Commutator of laplacian and covariant derivative of a tensor The laplacian of a tensor $T$ is the tensor defined by
$$ \Delta T = g^{ij} \left(\nabla_{\partial_i} \nabla_{\partial_j} T - \nabla_{\nabla_{\partial_i} \partial_j} T\right)=g^{ij} \nabla^2_{ij} T. $$
I would like to calculate the following commutator
$$\nabla \Delta T - \Delta \nabla T,$$
for tensors of type $(n,0)$ (i.e. input: $n$ vectors and output: a real number). 
With $\Delta \nabla T$ I mean the laplacian of the $(n+1,0)$-tensor $\nabla T$.
I have attempted to calculate it many times, but I struggle with taking multiple covariant derivatives and interchanging them. From the liturature I suspect the end result takes the form of a contraction with $T$ and the curvature tensor.  
I would greatly appreciate if anyone can show the calculation (in normal coordinates is fine) for this or can give me a reference for this since I can't find any.
 A: If you know how to commute covariant derivatives of an arbitrary tensor, then this is not so hard: since the metric commutes with covariant derivatives, we have $$\begin{align}
\nabla_k \Delta T - \Delta \nabla_k T &= g^{ij}(\nabla_k \nabla_i \nabla_j T - \nabla_i \nabla_j \nabla_k T) \\
&= g^{ij}([\nabla_k, \nabla_i] \nabla_j T +\nabla_i\nabla_k\nabla_j T- \nabla_i \nabla_j \nabla_k T) \\
&= g^{ij}([\nabla_k, \nabla_i] \nabla_j T + \nabla_i([\nabla_k,\nabla_j] T))\tag{1}.\end{align}$$
Here I'm using the abstract index notation, so e.g. $\nabla_i \nabla_j \nabla_k T = (\nabla^3 T)(\partial_i, \partial_j, \partial_k, \ldots)$ is the covariant third derivative.

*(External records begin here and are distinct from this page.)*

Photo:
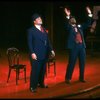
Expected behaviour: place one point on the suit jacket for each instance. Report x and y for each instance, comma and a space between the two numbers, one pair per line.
38, 43
72, 34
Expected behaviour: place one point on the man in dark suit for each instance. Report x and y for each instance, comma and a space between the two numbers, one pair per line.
39, 50
76, 44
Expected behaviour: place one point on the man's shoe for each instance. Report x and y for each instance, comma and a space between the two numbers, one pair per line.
67, 81
33, 90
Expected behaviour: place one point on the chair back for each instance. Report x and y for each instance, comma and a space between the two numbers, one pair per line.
13, 56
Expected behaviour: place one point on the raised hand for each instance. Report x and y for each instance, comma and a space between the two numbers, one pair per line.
67, 12
88, 10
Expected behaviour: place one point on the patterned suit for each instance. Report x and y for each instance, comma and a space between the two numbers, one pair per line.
76, 50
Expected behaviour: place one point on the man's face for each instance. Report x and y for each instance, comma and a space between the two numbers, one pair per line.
38, 21
73, 21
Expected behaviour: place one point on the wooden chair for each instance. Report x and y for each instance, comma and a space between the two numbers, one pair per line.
51, 63
13, 61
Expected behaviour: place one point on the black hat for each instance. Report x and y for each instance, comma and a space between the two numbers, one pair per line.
35, 16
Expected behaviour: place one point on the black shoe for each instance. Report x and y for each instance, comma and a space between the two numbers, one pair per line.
33, 90
67, 81
43, 86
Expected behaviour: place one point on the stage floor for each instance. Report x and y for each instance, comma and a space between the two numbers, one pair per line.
57, 86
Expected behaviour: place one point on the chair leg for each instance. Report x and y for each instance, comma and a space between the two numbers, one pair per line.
48, 67
54, 68
25, 74
9, 75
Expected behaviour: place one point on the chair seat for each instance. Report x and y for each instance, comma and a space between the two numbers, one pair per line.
20, 66
13, 55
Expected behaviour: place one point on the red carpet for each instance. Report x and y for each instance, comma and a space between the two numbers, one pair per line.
57, 87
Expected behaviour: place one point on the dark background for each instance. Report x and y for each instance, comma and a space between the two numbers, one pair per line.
15, 19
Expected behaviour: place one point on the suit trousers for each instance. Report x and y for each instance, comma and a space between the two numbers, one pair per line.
77, 52
37, 75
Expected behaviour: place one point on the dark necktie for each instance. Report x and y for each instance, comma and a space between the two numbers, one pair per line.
42, 30
78, 38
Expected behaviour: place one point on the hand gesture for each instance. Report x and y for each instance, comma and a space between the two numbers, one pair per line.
88, 10
67, 12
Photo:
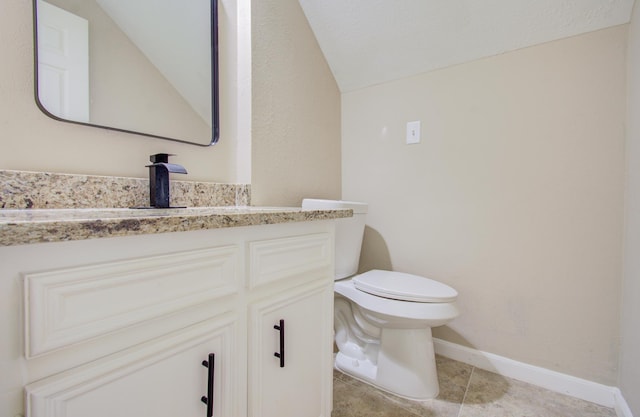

Since commutators of covariant derivatives always end up just being some contractions with the curvature, we can immediately see from $(1)$ that the formula will have the form $$[\nabla,\Delta]T = R* \nabla T + \nabla( R * T) = R * \nabla T + \nabla R * T \tag{2},$$ where the notation $S * T$ denotes an arbitrary linear combination of contractions of $S \otimes T$. Thus you should expect not only curvature terms, but also derivatives of the curvature. (That is, unless $n = 0$ - meaning $T$ is just a scalar - in which case the second term vanishes because the Hessian of a scalar is symmetric.) For many purposes
$(2)$ is all you need.
To get an explicit expansion of $(1)$ in terms of the curvature tensor, we first need to write down an expression for $[\nabla_k, \nabla_j] T$.$\def\t{\otimes}$ When we take the second covariant derivative of $T = T_{i_1 \ldots i_n}dx^{i_1}\t\cdots\t dx^{i_n}$ and fully expand using the product rule, all the cross terms will vanish thanks to the antisymmetrization; so the derivative commutator also satisfies a Leibniz rule: we find $$[\nabla_k, \nabla_j] T = [\nabla_k,\nabla_j](T_{i_1 \ldots i_n})dx^{i_1}\t\cdots\t dx^{i_n}\\ + T_{i_1 \ldots i_n} ([\nabla_k,\nabla_j]dx^{i_1})\t\cdots \t dx^{i_n} \\ \vdots \\+ T_{i_1 \ldots i_n} dx^{i_1}\t\cdots \t([\nabla_k,\nabla_j]dx^{i_n}).$$
Since the curvature tensor is characterized by $R_{kj}{}^i{}_l dx^l = [\nabla_k,\nabla_j]dx^i$ and the first two derivatives of a scalar commute, this becomes $$[\nabla_k, \nabla_j] T=T_{i_1 \ldots i_n}(R_{kj}{}^{i_1}{}_ldx^l \t \cdots \t dx^{i_n} + \cdots + R_{kj}{}^{i_n}{}_l dx^{i_1} \t \cdots \t dx^l),$$ which (doing some index gymnastics) we can write as
$$[\nabla_k,\nabla_j]T_{i_1\ldots i_n} = R_{kj}{}^l{}_{i_1} T_{l i_2 \ldots i_n}+\cdots + R_{kj}{}^l{}_{i_n}T_{i_1 \ldots i_{n-1} l}.$$
Since you can now commute derivatives of an arbitrary $n$-tensor, you can do it for an $n+1$-tensor too; so if you really want to write out the full mess you can plug this in to $(1)$ for the two commutator terms and then expand everything with the product rule. I don't think there's much insight to be gained by typing it all out - it's just going to be a mess of contractions, some of them of $R$ with $\nabla T$ and some of $\nabla R$ with $T$. Perhaps try it yourself for a very small value of $n$.